Değerli milletvekilleri, 2002 yılında iktidara gelen AKP Hükûmeti de, Kürt sorununu barışçıl yöntemlerle çözmek yerine, kendinden önceki hükûmetler gibi güvenlik politikalarına sarılmıştır. Bölgede yapılan barajların bir kısmının güvenlik gerekçesiyle yapıldığını hepimiz biliyoruz. Bugün dünyanın hiçbir yerinde güvenlik amaçlı bir baraj yapıldığı görülmemiştir. Kürt sorununun çözümü için barış gibi maliyetsiz bir yol varken, doğamızı tahrip eden, sularımızı kirleten, ormanlarımızı yok eden bir yöntemin seçilmesi anlaşılır değildir. Ama bilinmelidir ki, barışın yolunu aramadıkça, değil güvenlik barajları, ne olursa olsun, hiçbir engel Kürtlerin özgürlük mücadelesinin önüne geçemeyecektir. Kürt halkı, er ya da geç mutlak hak ve özgürlüklerine kavuşacaktır. Orta Doğu'daki gelişmeler de, tüm Orta Doğu halklarının, sadece Kürtlerin değil, tüm Orta Doğu halklarının mutlak özgürleşeceklerine olan inançlarını artırmaktadır. Orta Doğu'da halklar özgürleşirken, Hükûmetin Suriye Kürtlerinin özgürleşmesine karşı yürüttüğü kirli politikalar da sonuç vermeyecek ve 21'inci yüzyıl, Kürtlerin özgürleştiği yüzyıl olacaktır. Bu nedenle, güvenlik amacıyla yapılan ve yapılacak olan barajlar, barışa, çözüme, demokratikleşmeye hiçbir şekilde katkı sunmayacaktır. Zira, dünyanın hiçbir yerinde barıştan daha güvenli bir yol yoktur arkadaşlar.

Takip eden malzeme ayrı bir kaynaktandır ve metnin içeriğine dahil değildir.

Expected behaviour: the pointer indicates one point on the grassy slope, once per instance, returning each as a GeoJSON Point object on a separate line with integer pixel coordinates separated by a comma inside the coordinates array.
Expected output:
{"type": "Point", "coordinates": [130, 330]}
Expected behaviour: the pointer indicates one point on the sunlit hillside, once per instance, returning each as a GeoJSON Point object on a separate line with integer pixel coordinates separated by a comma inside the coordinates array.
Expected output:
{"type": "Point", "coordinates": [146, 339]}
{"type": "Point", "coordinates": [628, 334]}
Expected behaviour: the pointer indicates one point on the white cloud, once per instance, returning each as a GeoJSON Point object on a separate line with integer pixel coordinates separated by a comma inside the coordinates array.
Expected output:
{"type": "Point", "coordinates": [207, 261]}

Değerli arkadaşlar, Türkiye'nin en büyük zenginliği olan akarsu ve nehirler üzerinde yüzlerce HES inşaatı devam ediyor. Şu anda Türkiye'de yaklaşık 1.500 HES mevcut, inşaatı süren HES sayısı da 200 civarında. Hükûmetin bu HES sevdasının nereden geldiğini açıkçası merak ediyoruz. Tam bir doğa katliamına neden olan HES'ler, şu anki hâliyle ülkenin enerji ihtiyacının yüzde 5'ini bile karşılamaya yetmeyecekse, ekolojik yaşamı altüst eden, insanların yaşam alanlarına geri dönülemez zararlar açan HES'lerdeki ısrarın kaynağı nedir, onu da bilmek istiyoruz.

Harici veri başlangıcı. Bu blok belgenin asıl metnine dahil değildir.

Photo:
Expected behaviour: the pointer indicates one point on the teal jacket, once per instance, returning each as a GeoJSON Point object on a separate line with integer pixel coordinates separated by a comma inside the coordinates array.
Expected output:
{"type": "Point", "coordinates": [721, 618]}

HES'ler, hepimiz bilmeliyiz ki, büyük rant kapılarıdır artık Türkiye'de. ÇED raporlarının havada uçuştuğu, binlerce dolara alınıp satıldığı herkesin malumuyken, HES projeleri kamu yararı diye yutturmaya çalışılabilir ama artık Türkiye'de başta çevreciler olmak üzere Türkiye kamuoyu artık bunları yutmuyor arkadaşlar.

Bakınız, 1939 yılında savaşa girme olasılığına karşılık acil durumlarda kamulaştırma yapabilmenin yolunu açan ve Bakanlar Kurulu kararıyla alınabilen acele kamulaştırma yetkisi şu anda Enerji Piyasası Düzenleme Kuruluna usulsüz bir şekilde devredilmiş durumdadır. Kentsel dönüşüm projelerinde de sıkça karşımıza çıkan ve geçtiğimiz aylarda afet yasasının Meclisten geçmesiyle önümüzdeki günlerde daha sık karşılaşacağımız acele kamulaştırma HES'ler için rahatlıkla kullanılabilmektedir.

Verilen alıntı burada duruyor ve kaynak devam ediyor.